昆琦继续说:“她让我给你带个话,问你……能不能回去住?”他低下头,踢了踢脚下的石子,“妈,你走了以后,小岩天天念叨你,我也……”他没有说下去。

我放下茶杯,看了看窗户上小岩的影子,开口说:“存折还在老屋那个铁盒子里,等你爸的钱到了,我会去办手续。办好了,就给小岩存起来。”我顿了一下,补了一句:“昆琦,妈不是跟你算账。妈是心里凉了,想缓一缓。”

他沉默了好一会儿,低低地说:“妈,我知道了。”

我没有再说话。石桌上的茶杯,冒着细细的白气,慢慢上升、散开。院子里的风凉凉的,吹在我脸上,像一只手,轻轻拍了拍我的肩。

10

小岩在县城待了三天。

第三天傍晚,我给他洗了个澡。

我烧了一锅水,倒进大澡盆里,让他坐在里面。

他像往常一样拍着水花,玩着那只我翻出来的黄色橡皮鸭子,嘴里嘟囔着奥特曼打怪兽。

水汽扑在浴室镜子上,模糊了一片。

他忽然安静下来,撑着澡盆边,仰着头看我:“奶奶,那天我说的话,你别生气了。”

我拿着毛巾的手僵了一下:“奶奶没有生气。”

他歪着脑袋想了想,又说:“是姥姥教我说的。她说奶奶藏了钱,不给我们花。妈妈后来知道了,让姥姥别说了,姥姥还说妈妈胳膊肘往外拐。”他学得像模像样的,我一时间不知道该哭还是该笑。

我蹲下来,拿毛巾给他擦背:“小岩,你记住,奶奶的钱,就是你的钱。奶奶不想给外人。”他似懂非懂地点点头,又玩起鸭子来。

我看着他,眼眶有点热,可我忍住了。

第二天早上,我做了满满一桌早饭,白粥、煎饺、小笼包、煮蛋。

小岩吃得饱饱的,钻进屋里,翻我的柜子。

他爬上凳子,把柜子上面那格抽屉拉开了。

抽屉里放着一只旧木箱,鼓鼓囊囊的,塞得满满当当。

他打开箱子,里面露出做了一半的小棉袄。

大红的灯芯绒面子,絮着厚厚的棉花,针脚缝了一半。

旁边还有一双虎头鞋,鞋面上绣着老虎脑袋,胡须才绣了一边。

再下面,压着几双毛线织的小袜子,和一大把崭新的毛线针,红红绿绿的,都还没拆封。

他拎起那只虎头鞋,左瞧右瞧,跑出来举到我眼前:“奶奶,这个给谁做的?”

我把虎头鞋接过来,指尖摩挲过粗糙的绣线,慢慢说:“给你做的。你出生那年买的布,想着做件棉袄,做双虎头鞋。后来没做完,怕做小了,就一直放着。”他眼睛亮晶晶的,把虎头鞋攥在手里:“那我现在可以要吗?”我说行,给你了。

他欢呼一声,当场把虎头鞋套到脚上。

鞋小了半截,他穿着像穿拖鞋一样,嘎嗒嘎嗒地在院子里跑,乐得合不拢嘴。

昆琦站在门口看着,声音有些哑:“妈,这鞋……当年你做了多久?”

我说:“不记得了。断断续续,缝了一个多月吧。”他沉默了一会儿,走到院子里,蹲在小岩面前,替他脱鞋。

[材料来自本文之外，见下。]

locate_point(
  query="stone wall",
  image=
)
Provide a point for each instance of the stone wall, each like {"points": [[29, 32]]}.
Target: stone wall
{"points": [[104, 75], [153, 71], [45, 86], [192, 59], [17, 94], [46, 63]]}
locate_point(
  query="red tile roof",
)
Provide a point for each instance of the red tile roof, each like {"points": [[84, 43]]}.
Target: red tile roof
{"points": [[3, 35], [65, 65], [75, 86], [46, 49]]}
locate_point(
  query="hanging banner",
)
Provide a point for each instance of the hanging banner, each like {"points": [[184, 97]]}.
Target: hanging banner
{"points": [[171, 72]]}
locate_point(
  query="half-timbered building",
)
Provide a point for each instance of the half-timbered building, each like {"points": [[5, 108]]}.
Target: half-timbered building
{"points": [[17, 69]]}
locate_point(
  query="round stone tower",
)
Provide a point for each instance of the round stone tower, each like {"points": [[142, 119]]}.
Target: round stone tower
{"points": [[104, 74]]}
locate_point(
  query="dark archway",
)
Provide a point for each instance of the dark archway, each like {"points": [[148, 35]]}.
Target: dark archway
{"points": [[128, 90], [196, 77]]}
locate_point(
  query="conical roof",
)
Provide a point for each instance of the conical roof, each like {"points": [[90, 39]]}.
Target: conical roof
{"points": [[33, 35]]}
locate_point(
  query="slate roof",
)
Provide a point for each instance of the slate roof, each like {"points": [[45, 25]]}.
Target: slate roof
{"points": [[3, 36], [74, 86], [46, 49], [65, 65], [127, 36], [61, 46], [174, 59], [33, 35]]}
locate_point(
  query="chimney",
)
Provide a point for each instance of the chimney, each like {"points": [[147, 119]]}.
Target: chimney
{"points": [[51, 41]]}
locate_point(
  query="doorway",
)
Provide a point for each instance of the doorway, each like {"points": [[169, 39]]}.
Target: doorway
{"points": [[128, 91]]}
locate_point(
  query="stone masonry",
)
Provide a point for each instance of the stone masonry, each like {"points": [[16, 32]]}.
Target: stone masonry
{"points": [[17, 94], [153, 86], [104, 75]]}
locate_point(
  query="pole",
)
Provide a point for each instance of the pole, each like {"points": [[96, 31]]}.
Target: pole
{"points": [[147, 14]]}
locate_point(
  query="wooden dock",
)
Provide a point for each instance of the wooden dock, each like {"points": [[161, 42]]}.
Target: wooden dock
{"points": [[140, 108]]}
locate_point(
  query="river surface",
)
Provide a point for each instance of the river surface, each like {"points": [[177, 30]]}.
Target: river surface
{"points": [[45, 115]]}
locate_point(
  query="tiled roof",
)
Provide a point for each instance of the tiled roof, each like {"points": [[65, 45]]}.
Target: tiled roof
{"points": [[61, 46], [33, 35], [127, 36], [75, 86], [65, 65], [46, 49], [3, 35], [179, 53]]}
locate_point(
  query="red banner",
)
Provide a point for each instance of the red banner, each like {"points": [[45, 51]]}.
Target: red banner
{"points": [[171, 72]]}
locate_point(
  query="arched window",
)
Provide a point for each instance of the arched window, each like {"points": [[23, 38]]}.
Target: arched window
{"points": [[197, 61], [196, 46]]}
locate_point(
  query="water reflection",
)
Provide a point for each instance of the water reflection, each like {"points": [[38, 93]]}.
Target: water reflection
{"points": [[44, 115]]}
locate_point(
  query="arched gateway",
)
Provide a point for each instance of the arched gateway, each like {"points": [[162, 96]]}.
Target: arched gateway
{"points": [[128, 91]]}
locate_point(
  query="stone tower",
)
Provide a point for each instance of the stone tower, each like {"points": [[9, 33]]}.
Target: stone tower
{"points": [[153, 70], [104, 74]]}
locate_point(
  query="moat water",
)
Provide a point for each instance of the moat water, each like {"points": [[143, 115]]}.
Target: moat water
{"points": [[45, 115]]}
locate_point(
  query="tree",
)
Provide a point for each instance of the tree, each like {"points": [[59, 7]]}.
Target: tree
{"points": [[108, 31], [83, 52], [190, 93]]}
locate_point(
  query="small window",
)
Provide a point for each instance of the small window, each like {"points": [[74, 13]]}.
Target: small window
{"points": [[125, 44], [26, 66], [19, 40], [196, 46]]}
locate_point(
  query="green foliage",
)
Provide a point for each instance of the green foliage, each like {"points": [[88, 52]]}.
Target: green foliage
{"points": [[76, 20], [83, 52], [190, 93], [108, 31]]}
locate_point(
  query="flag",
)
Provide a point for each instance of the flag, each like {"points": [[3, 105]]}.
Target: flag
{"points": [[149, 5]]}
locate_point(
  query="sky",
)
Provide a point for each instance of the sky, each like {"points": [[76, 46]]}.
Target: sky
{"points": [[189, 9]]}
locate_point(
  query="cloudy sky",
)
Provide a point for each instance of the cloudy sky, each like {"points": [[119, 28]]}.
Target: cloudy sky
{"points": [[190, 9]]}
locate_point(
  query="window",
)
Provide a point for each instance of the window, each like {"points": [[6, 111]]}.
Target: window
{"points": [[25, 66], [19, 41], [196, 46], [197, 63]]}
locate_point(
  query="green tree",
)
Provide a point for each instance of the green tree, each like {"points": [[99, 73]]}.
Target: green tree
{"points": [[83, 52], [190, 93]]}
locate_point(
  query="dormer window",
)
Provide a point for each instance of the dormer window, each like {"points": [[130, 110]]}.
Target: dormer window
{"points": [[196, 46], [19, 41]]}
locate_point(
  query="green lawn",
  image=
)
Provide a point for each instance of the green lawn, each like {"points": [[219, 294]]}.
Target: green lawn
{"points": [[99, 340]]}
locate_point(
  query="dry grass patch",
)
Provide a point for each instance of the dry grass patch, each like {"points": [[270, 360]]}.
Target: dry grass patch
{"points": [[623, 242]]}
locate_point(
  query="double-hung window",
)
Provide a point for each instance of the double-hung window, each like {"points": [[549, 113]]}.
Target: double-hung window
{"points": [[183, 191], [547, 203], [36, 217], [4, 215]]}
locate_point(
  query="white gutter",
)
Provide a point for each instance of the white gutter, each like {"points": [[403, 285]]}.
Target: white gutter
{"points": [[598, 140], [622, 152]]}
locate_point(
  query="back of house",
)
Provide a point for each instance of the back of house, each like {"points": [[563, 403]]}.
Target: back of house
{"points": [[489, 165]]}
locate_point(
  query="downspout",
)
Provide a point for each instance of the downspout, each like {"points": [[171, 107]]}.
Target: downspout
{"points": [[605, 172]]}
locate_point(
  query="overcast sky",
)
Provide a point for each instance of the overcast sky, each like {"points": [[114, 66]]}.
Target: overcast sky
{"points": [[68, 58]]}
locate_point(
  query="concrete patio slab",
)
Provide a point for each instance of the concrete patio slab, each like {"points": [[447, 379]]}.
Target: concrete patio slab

然后他把虎头鞋轻轻放在地上,手没有收回来,过了好半天,声音闷闷地喊了一句:“妈。”

我站在檐下,手里攥着一把韭菜,没有应他。

他又喊了一声:“妈。”这一声比前一声轻,尾音有一点抖。

我的手在韭菜上停住了。

他没有回头,肩膀微微耸动,像在压着什么。

我背过身去,把韭菜拿进厨房,拧开水龙头。水声哗哗的,盖过了院子里的一切声音。

第三天清早送他们走。

大巴车停在镇口,昆琦拎着那只双肩包,牵着小岩走到车门前。

小岩回头冲我喊:“奶奶,你下个星期还来我家好不好?”我冲他摆摆手:“好。乖,听爸爸话。”车开出去好远,我还看见他从车窗里探出半个脑袋,小手举得高高的,来回挥舞。

我转身往回走,风迎面吹过来,吹得路边杨树叶哗啦哗啦响。脚边的碎石子被踢出去老远。口袋里的钥匙硌着大腿,硬邦邦的,像一块小小的心事。

回到院门前,我没有进门。

在门槛上坐了一会儿,从兜里掏出钥匙,拎在手里转了两圈。

然后我走进屋,打开衣柜,拿出那只铁饼干盒。

盒盖“咔哒”一声弹开。

存折还在。

字条还在。

那张旧照片还在。

我拿起存折,翻开看了一眼,又合上,放了回去。

然后我把盒盖合拢,锁扣“咔啪”一声,轻轻咬住。

我找出一根旧钥匙,插进锁孔,拧了一圈。

停顿了一下。

我又拧了回去。

钥匙没有拔出来。

我把铁盒子放回衣柜最上层,用那条旧枕巾盖好。

然后我在床边坐下来,低头看着自己脚上那双沾了泥的黑布鞋,看着看着,忽然笑了。

老伴,你留下的那点钱,我守住了。

你孙子,我也见着了。

你那儿子,他还有救。

你将来的孙子长大,若有人问起他奶奶,莫说奶奶不好。

奶奶不是不会疼人。

奶奶只是把疼人的力气,都用在了该用的地方。